Tuesday, July 24, 2018

The granddaddy of all detective movies

A few weeks back TCM's Silent Sunday Nights ran the 1916 version of Sherlock Holmes. I hadn't heard of it (well, that particular version; of course I've heard of Sherlock Holmes!), so I decided to DVR it. It turns out there's a good reason I hadn't heard of it, which is that it was considered lost for decades, and only found around 2014.

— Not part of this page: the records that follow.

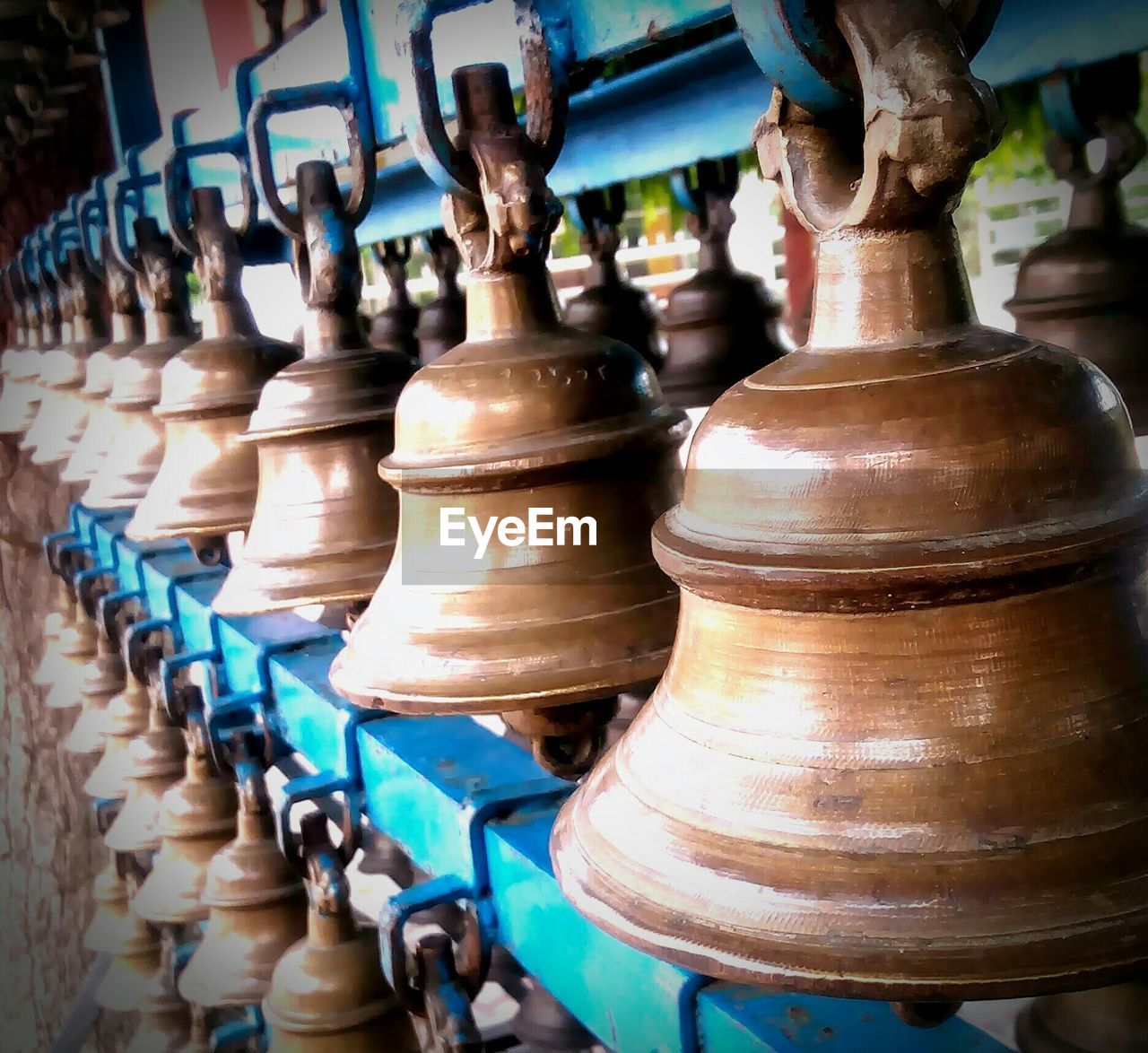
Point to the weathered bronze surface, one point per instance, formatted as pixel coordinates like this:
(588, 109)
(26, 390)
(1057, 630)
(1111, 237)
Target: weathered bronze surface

Holmes is played by William Gillette, who was a prominent stage actor at the beginning of the 20th century. With the blessing of Sherlock Holmes, he wrote the play on which this movie is based, a play that was extremely popular even if it's not quite the Holmes we think of today. After a brief scene of Holmes working in a laboratory, we get into the real action of the movie. Some time in the past, the younger sister of Alice Faulkner (Marjorie Kay) wrote a bunch of letters to a crown prince in a European royal family. It resulted in a romance that was eventually broken off, and afterwards the sister committed suicide. Alice has the letters, which would make the crown prince look really bad. So he wants them.

The Larrabees are used as go-betweens to get the letters, and they decide to hold Alice hostage since she isn't telling them where the letters are. This is where Holmes comes in. Perhaps he can get the letters, and more importantly, perhaps he can spring Alice from cptivity. It's also where Moriarty (Ernest Maupain) comes in. He's been embarrassed by Holmes one too many times, so he wants to gain revenge, and this case would be a perfect opportunity to do it.

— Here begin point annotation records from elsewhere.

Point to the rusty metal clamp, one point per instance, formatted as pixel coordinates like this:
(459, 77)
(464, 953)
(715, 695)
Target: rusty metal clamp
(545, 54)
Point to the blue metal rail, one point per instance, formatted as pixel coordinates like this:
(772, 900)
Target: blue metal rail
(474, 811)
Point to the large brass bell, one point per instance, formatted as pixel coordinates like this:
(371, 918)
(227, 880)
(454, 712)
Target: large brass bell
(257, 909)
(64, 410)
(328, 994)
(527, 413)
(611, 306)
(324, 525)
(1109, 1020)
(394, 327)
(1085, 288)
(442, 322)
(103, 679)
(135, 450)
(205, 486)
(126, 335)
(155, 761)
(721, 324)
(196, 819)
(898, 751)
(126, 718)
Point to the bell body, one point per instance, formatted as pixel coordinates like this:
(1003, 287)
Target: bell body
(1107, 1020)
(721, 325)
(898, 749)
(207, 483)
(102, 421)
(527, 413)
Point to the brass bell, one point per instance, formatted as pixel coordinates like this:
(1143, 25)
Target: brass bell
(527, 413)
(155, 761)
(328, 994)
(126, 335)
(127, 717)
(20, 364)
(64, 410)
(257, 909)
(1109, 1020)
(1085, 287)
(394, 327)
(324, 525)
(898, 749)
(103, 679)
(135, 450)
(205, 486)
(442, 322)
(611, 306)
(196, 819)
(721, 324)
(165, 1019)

That's pretty much it. There's not much mystery here as we know who the bad guys are, so the movie is mostly suspense in the Hitchcock sense of the audience knowing something bad is scheduled to happen, and will it happen to the good guy? That's not a knock on the movie; I'm just saying that it's not quite what I'd think of when I think of a detective movie.

If there is a problem with the movie, it's with the pacing. This Sherlock Holmes is slow slow slow, clocking in at 116 minutes, although to be fair that's in part because of what seemed to me to be a relatively high amount of intertitles. The surviving print had been edited into a four-part serial, so in addition to the regular intertitles there are the chapter intertitles and some reminding us what happened in "last week's" episode. That having been said, the print seemed quite good to me.

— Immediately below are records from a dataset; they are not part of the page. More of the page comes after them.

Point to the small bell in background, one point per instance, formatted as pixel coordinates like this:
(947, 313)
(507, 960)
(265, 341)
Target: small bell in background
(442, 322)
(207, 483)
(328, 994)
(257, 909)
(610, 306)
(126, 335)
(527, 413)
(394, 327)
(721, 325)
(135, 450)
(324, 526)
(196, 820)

The acting is typical for silent dramas, which I say matter-of-factly again rather than making a value judgment. One thing about the movie that I thought was really good was the tinting; the indoor scenes are all tinted orange while outdoor and night scenes are in blue. The orange-tinted scenes in particular look quite good.

The is available on Blu-ray, but it's a very pricey Blu-ray, probably in part to recoup the restoration costs. In theory it ought to be in the public domain, but with the new intertitles and the score, nobody else has a print they could sell. It's a shame, because the movie really isn't that bad and worth a watch.

2 comments:

Dell said...

Hadn't heard of this version myself. Not sure I'm going to watch it, though. I don't often watch silents but when I do I want them to snap along.

Ted S. (Just a Cineast) said...

It probably wouldn't be so bad watching it in four parts the way it was distributed in France (where the surviving copy was found), but yeah, I like faster silents too.